Amazon Web Services is taking another run at getting the court to set aside the Pentagon’s 10-year, $10 billion Joint Enterprise Defense Infrastructure cloud contract award to Microsoft.
According to an updated lawsuit filed in the Court of Federal Claims, AWS’ revised proposal – a corrective action that took place while the case was on remand -- was tens of millions of dollars less than what Microsoft offered. Additionally, AWS claims the Defense Department’s choice reflects the long-standing animus of President Donald Trump toward Jeff Bezos, founder of AWS parent company Amazon.
"[T]hese errors did not occur in a vacuum," the lawsuit states. "Instead they can be best explained as the latest manifestation of President Trump's determination to steer the JEDI contract away from AWS."
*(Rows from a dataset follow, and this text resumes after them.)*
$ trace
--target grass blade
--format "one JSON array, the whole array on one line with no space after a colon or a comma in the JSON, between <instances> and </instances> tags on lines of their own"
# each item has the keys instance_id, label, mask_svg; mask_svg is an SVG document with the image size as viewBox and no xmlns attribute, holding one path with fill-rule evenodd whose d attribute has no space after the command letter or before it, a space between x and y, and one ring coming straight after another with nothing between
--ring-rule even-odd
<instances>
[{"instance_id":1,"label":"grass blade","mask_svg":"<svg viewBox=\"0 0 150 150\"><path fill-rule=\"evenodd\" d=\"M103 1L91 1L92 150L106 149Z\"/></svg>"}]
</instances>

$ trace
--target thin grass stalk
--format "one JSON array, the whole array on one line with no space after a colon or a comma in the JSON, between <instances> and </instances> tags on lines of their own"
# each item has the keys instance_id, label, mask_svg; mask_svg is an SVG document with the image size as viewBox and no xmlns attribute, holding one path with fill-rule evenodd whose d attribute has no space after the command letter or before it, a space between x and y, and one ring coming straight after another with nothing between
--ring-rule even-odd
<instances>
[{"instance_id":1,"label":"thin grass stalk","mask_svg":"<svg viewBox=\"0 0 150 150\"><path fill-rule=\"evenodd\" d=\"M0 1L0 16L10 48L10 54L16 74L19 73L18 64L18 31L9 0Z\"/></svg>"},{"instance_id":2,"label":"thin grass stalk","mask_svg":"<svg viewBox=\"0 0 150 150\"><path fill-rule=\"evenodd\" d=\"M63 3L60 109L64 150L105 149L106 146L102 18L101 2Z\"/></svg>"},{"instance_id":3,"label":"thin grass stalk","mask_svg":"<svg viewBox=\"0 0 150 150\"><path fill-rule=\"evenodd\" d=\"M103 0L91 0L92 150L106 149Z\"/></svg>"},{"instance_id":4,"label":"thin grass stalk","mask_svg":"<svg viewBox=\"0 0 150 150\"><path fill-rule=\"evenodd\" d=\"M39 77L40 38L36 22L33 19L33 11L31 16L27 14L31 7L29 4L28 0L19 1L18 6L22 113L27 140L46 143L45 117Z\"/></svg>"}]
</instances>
The revised complaint is dated Oct. 23 and was released with redactions on Dec. 15. DOD publicly announced the re-award to Microsoft on Sept. 4. The contract was originally awarded to Microsoft in October, 2019. The request for proposals was released in the summer of 2018 and the structure of the single-award enterprise cloud contract was developed the year before that.
AWS is seeking relief on four counts: a failure to evaluate proposals by the terms of the solicitation, disparate treatment that favored Microsoft's bid over that of AWS, an "irrational" best-value decision and claims of "bias, bad faith, improper influence, and/or conflict of interest."
On this last score, AWS claims there is a record of JEDI procurement officials meeting with senior White House officials to discuss the program, and that a planned investigation of these contacts by the DOD Office of Inspector General was obstructed. A subsequent OIG report was inconclusive on the nature of these interactions.
AWS is asking the court to continue an order to halt work on the contract, declare the re-award decision to be outside the bounds of the law, order DOD to re-evaluate existing proposal or solicit revised bids. Additionally, AWS wants DOD to replace the source selection team on the JEDI contract and grant AWS costs incurred in modifying its proposals for DOD.
"We had made clear that unless the DoD addressed all of the defects in its initial decision, we would continue to pursue a fair and objective review, and that’s exactly where we find ourselves today," an AWS spokesperson said in an emailed statement.
Microsoft stressed the merits of DOD’s decisions in its response. “As the losing bidder, Amazon was informed of our pricing and they realized they’d originally bid too high," Frank X. Shaw, Microsoft’s corporate vice president for communications, said in an emailed statement. "They then amended aspects of their bid to achieve a lower price. However, when looking at all the criteria together, the career procurement officials at the DoD decided that given the superior technical advantages and overall value, we continued to offer the best solution. We also know what it takes to serve the DoD having worked with them for more than 40 years."
This article was first posted to FCW, a sibling site to GCN.